3- Dış politika, özellikle Suriye’de yaşanan gelişmeler süreci nasıl etkiledi?

Çözüm Süreci’nin başlamasında da bitmesinde de esas siyasal etkenin tarafların Suriye planları, beklentileri olduğu çok açık. Türkiye’nin Çözüm Süreci, Suriye sorununa heba edildi. AKP, Kürtleri de yanına alarak Suriye rejiminin değişimini sağlama ve aynı zamanda Rojava’da Kürt oluşumunu engelleme planıyla hareket etti. Kandil ise Suriye’de gelişecek Kürt oluşumu sonrasında çözüm sürecinde daha fazla kazanım elde etme planıyla hareket etti. Ankara masayı devirerek beka tehdidi politikasına yöneldi. 

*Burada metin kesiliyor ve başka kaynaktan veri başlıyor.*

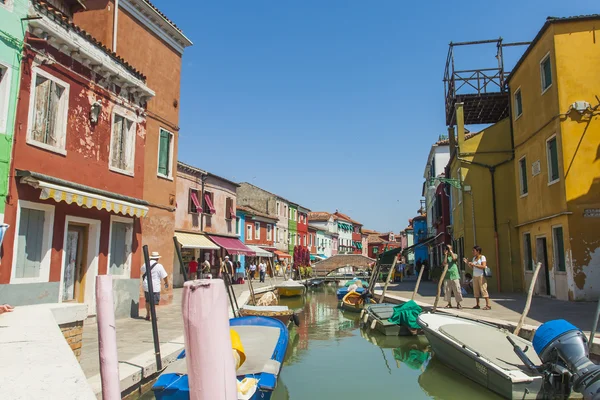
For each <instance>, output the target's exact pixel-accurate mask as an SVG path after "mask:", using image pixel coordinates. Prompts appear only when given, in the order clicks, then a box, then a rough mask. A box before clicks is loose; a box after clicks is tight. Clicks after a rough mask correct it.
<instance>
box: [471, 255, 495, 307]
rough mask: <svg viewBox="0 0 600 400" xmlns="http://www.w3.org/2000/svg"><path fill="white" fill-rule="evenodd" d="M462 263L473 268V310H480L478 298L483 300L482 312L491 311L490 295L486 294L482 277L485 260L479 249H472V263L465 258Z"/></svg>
mask: <svg viewBox="0 0 600 400" xmlns="http://www.w3.org/2000/svg"><path fill="white" fill-rule="evenodd" d="M464 261H465V262H466V263H467V264H468V265H469V266H470V267H471V268H473V294H474V295H475V307H473V308H474V309H477V310H478V309H480V308H481V307H479V298H480V297H483V298H484V299H485V307H483V309H484V310H491V309H492V307H491V306H490V295H489V294H488V292H487V281H486V279H485V276H484V271H485V269H486V267H487V260H486V258H485V256H484V255H483V254H481V247H479V246H474V247H473V261H471V262H469V261H468V260H467V259H466V258H465V259H464Z"/></svg>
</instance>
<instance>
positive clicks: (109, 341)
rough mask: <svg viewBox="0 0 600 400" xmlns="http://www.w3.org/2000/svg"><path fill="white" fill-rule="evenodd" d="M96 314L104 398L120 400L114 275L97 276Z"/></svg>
mask: <svg viewBox="0 0 600 400" xmlns="http://www.w3.org/2000/svg"><path fill="white" fill-rule="evenodd" d="M96 314H97V320H98V349H99V354H100V377H101V380H102V398H103V399H104V400H118V399H120V398H121V382H120V380H119V358H118V356H117V327H116V325H115V310H114V308H113V295H112V276H110V275H101V276H97V277H96Z"/></svg>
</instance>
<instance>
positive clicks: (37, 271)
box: [15, 208, 45, 278]
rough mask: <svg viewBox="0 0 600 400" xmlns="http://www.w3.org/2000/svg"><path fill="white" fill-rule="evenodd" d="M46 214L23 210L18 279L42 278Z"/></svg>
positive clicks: (21, 219)
mask: <svg viewBox="0 0 600 400" xmlns="http://www.w3.org/2000/svg"><path fill="white" fill-rule="evenodd" d="M44 218H45V212H44V211H40V210H33V209H29V208H21V218H20V221H19V232H18V239H17V264H16V266H15V267H16V272H15V277H16V278H37V277H39V276H40V265H41V262H42V251H43V240H44Z"/></svg>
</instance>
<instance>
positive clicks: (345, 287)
mask: <svg viewBox="0 0 600 400" xmlns="http://www.w3.org/2000/svg"><path fill="white" fill-rule="evenodd" d="M364 291H365V288H357V289H356V290H355V292H356V293H358V294H363V292H364ZM347 294H348V288H347V287H343V288H339V289H338V291H337V296H338V300H342V299H343V298H344V296H345V295H347Z"/></svg>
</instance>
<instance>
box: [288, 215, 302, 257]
mask: <svg viewBox="0 0 600 400" xmlns="http://www.w3.org/2000/svg"><path fill="white" fill-rule="evenodd" d="M288 236H289V240H288V249H289V253H290V255H291V256H292V257H293V256H294V247H296V245H298V244H300V242H299V239H298V204H294V203H290V207H289V215H288Z"/></svg>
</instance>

Kürt karşıtlığı Türkiye sınırlarını aştı, kök saldı. Türkiye bölgesel politikaların derin sularına daldıkça yalnızlaştı, Kürt sorunu bölgesel hatta uluslararası bir soruna dönüştü. Kendi Kürt’ü ile barış sürecini başarıya ulaştırmaktan imtina edenler, istemeyenler şimdilerde ABD veya Rusya ile çözüm arıyor. Böylece barışın yolu uzuyor.  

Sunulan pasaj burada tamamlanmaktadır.